Furthermore, in 2019 the TAA received funding from the Patient Center Outcomes Research Institute to bring together many stakeholders (patients, parents, researchers, clinicians, etc.) to critically discuss the future of CBIT research. The research agenda for future CBIT research is currently under revision and the TAA looks forward to publishing it, as well as continuing to support to dissemination of CBIT nationwide.
What is CBIT?
CBIT is a non-medicated treatment consisting of three important components:
(a) Training the patient to be more aware of his or her tics and the urge to tic.
(b) Training patients to do competing behavior when they feel the urge to tic.
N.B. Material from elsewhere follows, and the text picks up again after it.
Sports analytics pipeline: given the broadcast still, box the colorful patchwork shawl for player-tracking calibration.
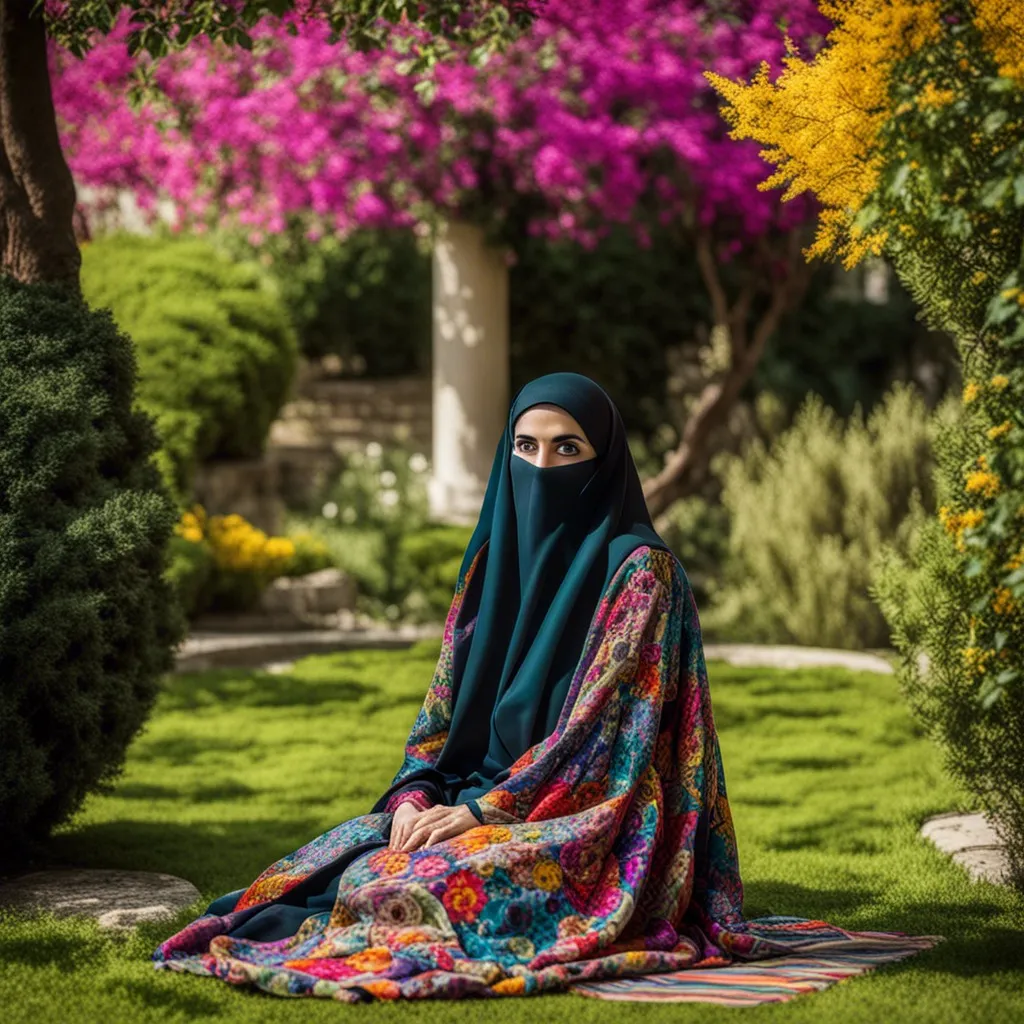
[154,547,921,1001]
(c) Making changes to day to day activities in ways that can be helpful in reducing tics.
Many of these strategies are already commonly used in the management of TS symptoms. Many adults with TS report that they have come up with strategies similar to CBIT to manage their tics. CBIT takes the most effective concepts and blends them with strategies that aid people in learning the techniques quickly.
TS is a neurological disorder and tics are involuntary, so how can CBIT work?
There is no question that tics are neurological in nature. However, tics are often also extremely sensitive to the environment in which they occur. Every person with TS has experienced certain situations that make his or her tics worse. Similarly, most people with TS know that other situations or activities help calm their tics. CBIT attempts to help children and adults familiarize themselves and identify environmental factors that make their tics worse. CBIT also teaches skills on how to create environments that are more stable, predictable and easily manageable.
How effective is CBIT for somebody with TS?
Large, multi-site, National Institutes of Health-funded studies show that more than half of the people who undergo CBIT will have significant reductions in tic severity and improved ability to function. Complete elimination of all tics and other TS symptoms does happen occasionally in CBIT. CBIT is not a cure for TS but a tool that helps individuals better manage their tics and improves their quality of life.
Once mastered, will CBIT last a lifetime?
A recent study showed that 87% of participants who thrived with CBIT continued to do well six months after treatment. Remember CBIT is not a cure; it is a management strategy. Patients learn a set of management skills that can be applied for the rest of their lives as needed.